Flexible circuit boards offer numerous advantages. However, the mechanical fixation of these circuit boards is highly complex. HARTING has developed a solution based on 3D-MID technology that is capable of replacing flexible circuit boards. Thanks to component carriers, cost savings of up to two-thirds can be achieved. At the MID process, on the injection molded part a customized layout is applied. At electronic assembly, the components are mounted on the desired surface.
By harnessing this development, electronic components can be fitted directly onto the component carrier, thereby replacing flexible circuit boards. The component carrier serves as a connecting element between the printed circuit board (PCB) and electronic components such as LEDs, ICs, photodiodes, and sensors. Electronic components are mounted directly on the new component carrier in automated processes. The frequently complex processes involved in processing flexible circuit boards is dispensed with, thereby reducing costs by up to two-thirds.

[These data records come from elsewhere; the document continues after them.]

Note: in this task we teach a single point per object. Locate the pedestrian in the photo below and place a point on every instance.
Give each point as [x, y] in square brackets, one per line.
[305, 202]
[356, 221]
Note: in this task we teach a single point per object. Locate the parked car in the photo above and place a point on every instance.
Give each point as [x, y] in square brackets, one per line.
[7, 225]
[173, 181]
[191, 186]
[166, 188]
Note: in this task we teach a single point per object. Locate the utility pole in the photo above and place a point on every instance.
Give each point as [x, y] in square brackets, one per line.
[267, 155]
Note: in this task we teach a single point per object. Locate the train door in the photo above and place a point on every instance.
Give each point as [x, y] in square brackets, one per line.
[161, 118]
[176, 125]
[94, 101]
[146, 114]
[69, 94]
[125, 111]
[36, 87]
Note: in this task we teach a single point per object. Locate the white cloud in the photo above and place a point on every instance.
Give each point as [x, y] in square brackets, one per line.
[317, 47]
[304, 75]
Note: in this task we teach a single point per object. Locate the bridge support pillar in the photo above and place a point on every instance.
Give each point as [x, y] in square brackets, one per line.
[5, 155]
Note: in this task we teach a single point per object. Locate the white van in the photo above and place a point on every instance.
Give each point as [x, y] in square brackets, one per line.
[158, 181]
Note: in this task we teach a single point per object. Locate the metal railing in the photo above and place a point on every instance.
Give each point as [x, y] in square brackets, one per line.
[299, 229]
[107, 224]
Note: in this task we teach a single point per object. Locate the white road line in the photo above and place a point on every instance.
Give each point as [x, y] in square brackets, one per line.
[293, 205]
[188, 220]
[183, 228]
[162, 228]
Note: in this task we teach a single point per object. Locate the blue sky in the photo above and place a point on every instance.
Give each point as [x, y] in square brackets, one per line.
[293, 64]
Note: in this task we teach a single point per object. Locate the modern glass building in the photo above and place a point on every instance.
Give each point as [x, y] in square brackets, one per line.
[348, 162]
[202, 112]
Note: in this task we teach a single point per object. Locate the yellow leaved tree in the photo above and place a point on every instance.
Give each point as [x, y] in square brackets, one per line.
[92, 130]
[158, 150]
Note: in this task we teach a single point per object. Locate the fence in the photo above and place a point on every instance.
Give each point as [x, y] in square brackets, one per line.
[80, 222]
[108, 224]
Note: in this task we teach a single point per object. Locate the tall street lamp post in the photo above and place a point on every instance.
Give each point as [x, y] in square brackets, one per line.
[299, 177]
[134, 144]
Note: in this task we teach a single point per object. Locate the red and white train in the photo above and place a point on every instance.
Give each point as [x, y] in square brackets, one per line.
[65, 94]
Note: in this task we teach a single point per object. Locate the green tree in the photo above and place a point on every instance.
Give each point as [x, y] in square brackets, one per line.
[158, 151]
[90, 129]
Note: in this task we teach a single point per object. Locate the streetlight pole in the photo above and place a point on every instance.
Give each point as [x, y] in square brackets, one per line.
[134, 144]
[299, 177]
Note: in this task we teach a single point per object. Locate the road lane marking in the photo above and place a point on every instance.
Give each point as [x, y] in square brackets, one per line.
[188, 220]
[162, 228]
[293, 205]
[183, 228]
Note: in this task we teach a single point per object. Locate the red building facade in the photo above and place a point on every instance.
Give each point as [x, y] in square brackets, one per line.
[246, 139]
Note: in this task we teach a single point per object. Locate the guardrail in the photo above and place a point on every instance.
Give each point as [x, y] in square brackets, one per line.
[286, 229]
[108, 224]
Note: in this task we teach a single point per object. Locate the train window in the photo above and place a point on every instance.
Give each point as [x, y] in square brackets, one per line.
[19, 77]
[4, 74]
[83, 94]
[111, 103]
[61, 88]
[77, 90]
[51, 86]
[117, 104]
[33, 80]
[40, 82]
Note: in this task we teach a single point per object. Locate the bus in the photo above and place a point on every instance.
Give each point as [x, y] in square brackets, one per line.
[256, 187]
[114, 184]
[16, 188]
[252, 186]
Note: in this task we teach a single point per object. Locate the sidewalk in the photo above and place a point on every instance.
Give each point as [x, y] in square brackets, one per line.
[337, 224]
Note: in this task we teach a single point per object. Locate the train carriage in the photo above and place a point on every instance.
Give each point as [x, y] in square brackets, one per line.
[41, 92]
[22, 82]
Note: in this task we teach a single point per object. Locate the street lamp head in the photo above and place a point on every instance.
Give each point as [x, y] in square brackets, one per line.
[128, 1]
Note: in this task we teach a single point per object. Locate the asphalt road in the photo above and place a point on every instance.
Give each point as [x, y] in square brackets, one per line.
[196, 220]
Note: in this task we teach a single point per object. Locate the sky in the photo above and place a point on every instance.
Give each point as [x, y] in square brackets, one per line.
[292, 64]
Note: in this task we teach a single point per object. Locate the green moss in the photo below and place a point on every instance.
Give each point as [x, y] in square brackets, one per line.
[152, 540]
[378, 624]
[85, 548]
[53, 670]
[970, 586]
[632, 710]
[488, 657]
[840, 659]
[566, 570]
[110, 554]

The populated component carriers are delivered in tape & reel. In their standard design, the carriers can be processed in automatic assembly systems, just like other SMD electronic components. Two different sizes are currently available and can accommodate electronic components of standard size SOIC-8 and smaller. Moreover, HARTING can also produce carriers in customer-specific sizes.
The component carrier is suitable for scenarios in which electrical components, such as sensors, need to be positioned normally to the circuit board. The automatic assembly process enables the placement of temperature sensors or hall sensors on the carrier to a high degree of accuracy, which in turn results in precise, reproducible measurements. Optical components are another salient example, such as LEDs or photodiodes used to generate precise light barriers.
The component carrier also makes it possible to maintain a clearance between the circuit board and an electronic component. Consequently, a temperature sensor can be used to measure the temperature in the housing without being influenced by the waste heat from other components on the PCB. It also means that an LED can be placed clear of the circuit board, thereby avoiding the risk of surrounding components casting shadows.
The component carrier can be manufactured using different base polymers. In this way, different antenna material properties can be factored in, such as dielectric constant and loss factor. The specific antenna layout can be used for various applications in the MHz and GHz frequency range, such as Bluetooth, WiFi, ZigBee, and 5G.3D-MID technology as an alternative to flexible PCBs.
Thanks to the 3D-MID (mechatronic integrated device) technology, electronic components can be fitted directly onto a three-dimensional body without the need for circuit boards or connecting cables. The base body is produced through injection molding, whereby the thermoplastic is provided with a non-conductive, inorganic additive. In order for this material to be able to accommodate electrical circuits, the additives in the plastic are "activated" through laser direct structuring (LDS). In this process, the laser beam writes the areas intended for the conductive tracks and creates a micro-rough structure. The metal particles released in the process form the nuclei for the subsequent chemical metallization.